«La décarbonation est une course contre la montre», prévient Benoit Bazin, directeur général de Saint-Gobain
Publié le 11/12/2023 2 minutes de lecture
Le directeur général de Saint-Gobain Benoit Bazin milite pour des investissements massifs dans la rénovation énergétique et une Europe davantage protectrice de son industrie.
Benoit Bazin, dans la tour Saint-Gobain à la Défense, le 10 octobre 2023.
L’Usine Nouvelle – Quelles sont vos perspectives cette année ?
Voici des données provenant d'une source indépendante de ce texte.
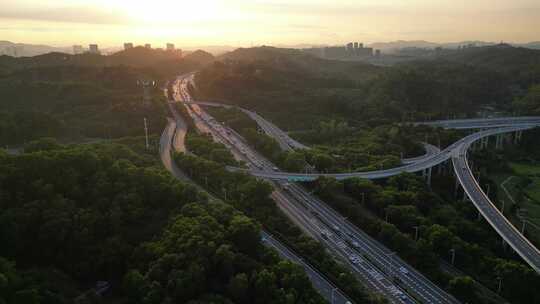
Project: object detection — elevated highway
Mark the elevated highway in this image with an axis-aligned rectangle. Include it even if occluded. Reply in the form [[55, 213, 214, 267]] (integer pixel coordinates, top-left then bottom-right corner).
[[414, 116, 540, 129], [452, 131, 540, 273]]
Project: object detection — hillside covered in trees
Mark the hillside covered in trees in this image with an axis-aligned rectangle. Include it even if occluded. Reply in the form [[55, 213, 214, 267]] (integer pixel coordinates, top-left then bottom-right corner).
[[197, 47, 540, 129], [0, 48, 212, 146], [0, 144, 330, 304]]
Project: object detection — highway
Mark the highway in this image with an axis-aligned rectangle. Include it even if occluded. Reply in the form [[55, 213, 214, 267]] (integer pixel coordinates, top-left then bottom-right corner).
[[184, 98, 540, 273], [177, 101, 310, 151], [452, 132, 540, 273], [414, 116, 540, 129], [235, 124, 536, 182], [165, 74, 351, 304], [401, 143, 441, 165], [173, 73, 459, 303]]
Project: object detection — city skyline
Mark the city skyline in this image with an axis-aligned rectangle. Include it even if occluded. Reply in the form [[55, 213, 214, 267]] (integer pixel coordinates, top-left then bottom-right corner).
[[0, 0, 540, 47]]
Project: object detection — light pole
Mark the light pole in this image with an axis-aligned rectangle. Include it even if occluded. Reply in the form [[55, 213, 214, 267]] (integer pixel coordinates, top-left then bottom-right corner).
[[413, 226, 419, 242], [386, 252, 396, 278], [144, 117, 150, 150]]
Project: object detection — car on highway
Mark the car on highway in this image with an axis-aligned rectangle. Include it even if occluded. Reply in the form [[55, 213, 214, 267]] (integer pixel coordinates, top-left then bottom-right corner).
[[399, 266, 409, 274]]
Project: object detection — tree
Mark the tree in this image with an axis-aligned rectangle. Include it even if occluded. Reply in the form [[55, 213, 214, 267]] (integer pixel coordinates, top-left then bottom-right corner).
[[448, 276, 478, 304], [227, 273, 249, 303]]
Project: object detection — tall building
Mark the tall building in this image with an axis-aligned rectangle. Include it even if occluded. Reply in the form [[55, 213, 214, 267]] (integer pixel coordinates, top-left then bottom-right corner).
[[73, 45, 83, 55], [88, 44, 99, 54]]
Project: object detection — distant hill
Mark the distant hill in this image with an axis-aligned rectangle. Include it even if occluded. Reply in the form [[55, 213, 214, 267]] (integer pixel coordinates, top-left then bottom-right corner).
[[368, 40, 439, 52], [443, 44, 540, 72], [218, 46, 383, 80], [368, 40, 540, 53], [184, 50, 216, 64], [0, 41, 71, 57], [518, 41, 540, 50], [0, 47, 213, 71]]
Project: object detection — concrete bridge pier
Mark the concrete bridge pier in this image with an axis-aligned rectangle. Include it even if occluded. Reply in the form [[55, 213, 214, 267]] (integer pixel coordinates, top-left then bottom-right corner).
[[495, 134, 504, 150], [514, 130, 523, 145], [426, 167, 433, 188]]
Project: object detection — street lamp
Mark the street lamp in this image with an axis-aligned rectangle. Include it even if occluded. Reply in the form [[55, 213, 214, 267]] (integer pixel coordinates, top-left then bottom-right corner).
[[331, 287, 337, 304]]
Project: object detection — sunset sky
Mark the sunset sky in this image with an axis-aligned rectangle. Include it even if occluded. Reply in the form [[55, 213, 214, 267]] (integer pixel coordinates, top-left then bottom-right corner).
[[0, 0, 540, 46]]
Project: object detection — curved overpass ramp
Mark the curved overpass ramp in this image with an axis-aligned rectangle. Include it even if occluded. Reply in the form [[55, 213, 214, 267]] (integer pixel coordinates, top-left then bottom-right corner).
[[414, 116, 540, 129], [452, 124, 540, 273], [233, 124, 535, 182]]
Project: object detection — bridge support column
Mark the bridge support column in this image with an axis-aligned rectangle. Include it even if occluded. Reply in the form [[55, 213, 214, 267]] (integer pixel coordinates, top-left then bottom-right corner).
[[454, 177, 460, 198], [495, 134, 503, 150], [426, 167, 433, 188]]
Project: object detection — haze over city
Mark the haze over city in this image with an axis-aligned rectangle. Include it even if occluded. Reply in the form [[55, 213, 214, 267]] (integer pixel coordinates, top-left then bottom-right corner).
[[0, 0, 540, 304], [0, 0, 540, 47]]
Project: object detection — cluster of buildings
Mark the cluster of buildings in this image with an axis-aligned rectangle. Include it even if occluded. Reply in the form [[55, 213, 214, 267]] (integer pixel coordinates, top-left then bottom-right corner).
[[0, 45, 24, 57], [124, 42, 180, 52], [73, 42, 182, 55], [304, 42, 381, 59], [73, 44, 101, 55]]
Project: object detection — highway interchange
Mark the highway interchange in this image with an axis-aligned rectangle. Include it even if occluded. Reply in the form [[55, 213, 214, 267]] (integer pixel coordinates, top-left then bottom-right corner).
[[171, 71, 540, 303], [171, 76, 459, 303], [167, 75, 351, 304]]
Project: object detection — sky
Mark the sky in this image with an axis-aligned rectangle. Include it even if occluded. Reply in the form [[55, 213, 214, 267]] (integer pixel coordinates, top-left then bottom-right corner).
[[0, 0, 540, 47]]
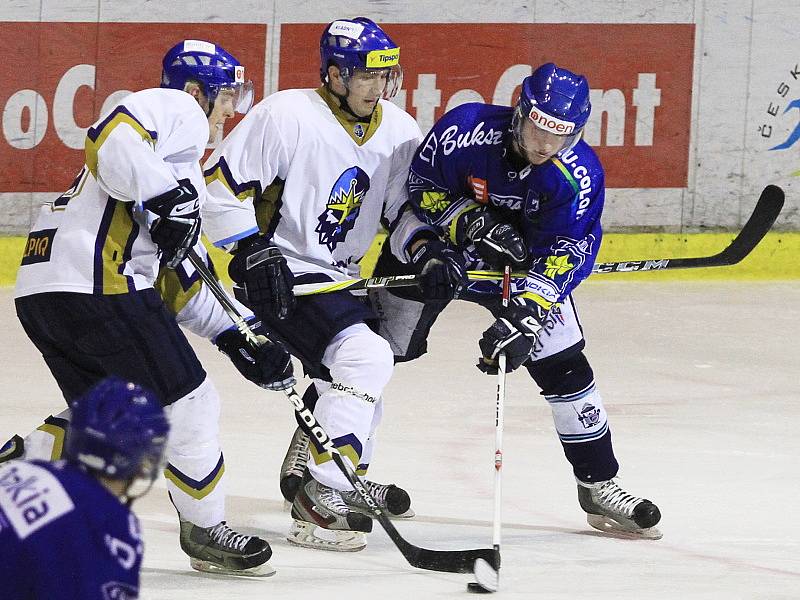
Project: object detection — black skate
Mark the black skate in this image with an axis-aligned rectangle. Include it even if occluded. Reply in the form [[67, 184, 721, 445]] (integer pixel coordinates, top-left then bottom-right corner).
[[180, 519, 275, 577], [578, 479, 662, 540], [0, 435, 25, 463], [286, 471, 372, 552], [342, 479, 415, 519]]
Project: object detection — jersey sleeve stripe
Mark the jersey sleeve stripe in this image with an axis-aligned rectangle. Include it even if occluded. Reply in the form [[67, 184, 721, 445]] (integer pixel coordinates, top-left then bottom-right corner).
[[553, 158, 581, 194], [36, 415, 69, 460], [84, 105, 158, 177]]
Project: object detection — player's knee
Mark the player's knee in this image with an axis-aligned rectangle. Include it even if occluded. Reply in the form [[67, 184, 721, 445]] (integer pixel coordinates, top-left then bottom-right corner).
[[323, 323, 394, 398], [165, 377, 220, 452], [528, 351, 594, 396]]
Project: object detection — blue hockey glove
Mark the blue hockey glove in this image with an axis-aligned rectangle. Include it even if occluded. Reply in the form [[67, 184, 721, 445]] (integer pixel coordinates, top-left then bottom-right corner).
[[215, 329, 297, 390], [456, 209, 528, 268], [144, 179, 200, 269], [411, 239, 468, 300], [228, 235, 295, 319], [477, 296, 547, 375]]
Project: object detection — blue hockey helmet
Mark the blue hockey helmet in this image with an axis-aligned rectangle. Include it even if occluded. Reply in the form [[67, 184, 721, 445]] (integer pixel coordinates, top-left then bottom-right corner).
[[161, 40, 253, 114], [513, 63, 592, 152], [319, 17, 403, 98], [64, 377, 169, 496]]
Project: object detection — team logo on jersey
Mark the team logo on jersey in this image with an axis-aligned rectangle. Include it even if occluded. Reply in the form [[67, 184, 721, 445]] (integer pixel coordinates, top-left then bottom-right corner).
[[419, 190, 451, 214], [578, 402, 600, 429], [314, 167, 369, 252], [544, 254, 575, 279], [22, 229, 57, 265], [467, 175, 489, 204], [522, 189, 544, 221]]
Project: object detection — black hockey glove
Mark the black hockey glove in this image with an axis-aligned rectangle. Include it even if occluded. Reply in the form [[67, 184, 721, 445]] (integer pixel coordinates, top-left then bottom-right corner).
[[478, 296, 547, 375], [228, 235, 295, 319], [411, 239, 467, 300], [216, 329, 297, 390], [456, 208, 528, 268], [144, 179, 200, 269]]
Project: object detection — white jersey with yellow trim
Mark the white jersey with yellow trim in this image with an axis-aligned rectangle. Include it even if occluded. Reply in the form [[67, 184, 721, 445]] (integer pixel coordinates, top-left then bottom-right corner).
[[15, 88, 209, 297], [203, 89, 424, 280]]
Benoit Bazin – Saint-Gobain a démontré une très bonne performance au premier semestre. Dans un environnement plus compliqué, nous faisons preuve d’une résilience forte. Cela s’explique par notre périmètre qui a évolué d’un tiers depuis 2018. Nous avons cédé des activités éloignées de notre stratégie ou dont les marges étaient en dessous de nos attentes. Nous avons renforcé l’activité chimie de la construction, qui pèse 5,5 milliards d’euros de chiffre d’affaires annuel, avec l’intégration de Chryso et GCP. Aujourd’hui, nous sommes coleader, derrière Sika, de ce gigantesque marché mondial de plus de 100 milliards d’euros en valeur. Nous avons aussi rééquilibré l’ensemble de notre portefeuille au profit de l’Amérique du Nord, de l’Asie et des pays émergents qui représentent 62% de notre résultat d’exploitation. C’est une évolution profonde de notre position géographique en cinq ans, avec les États-Unis, la France et l’Inde pour premiers marchés. Notre organisation par pays fonctionne très bien, cela responsabilise les directeurs nationaux, qui disposent de toutes les clés pour vendre des solutions complètes et adaptées.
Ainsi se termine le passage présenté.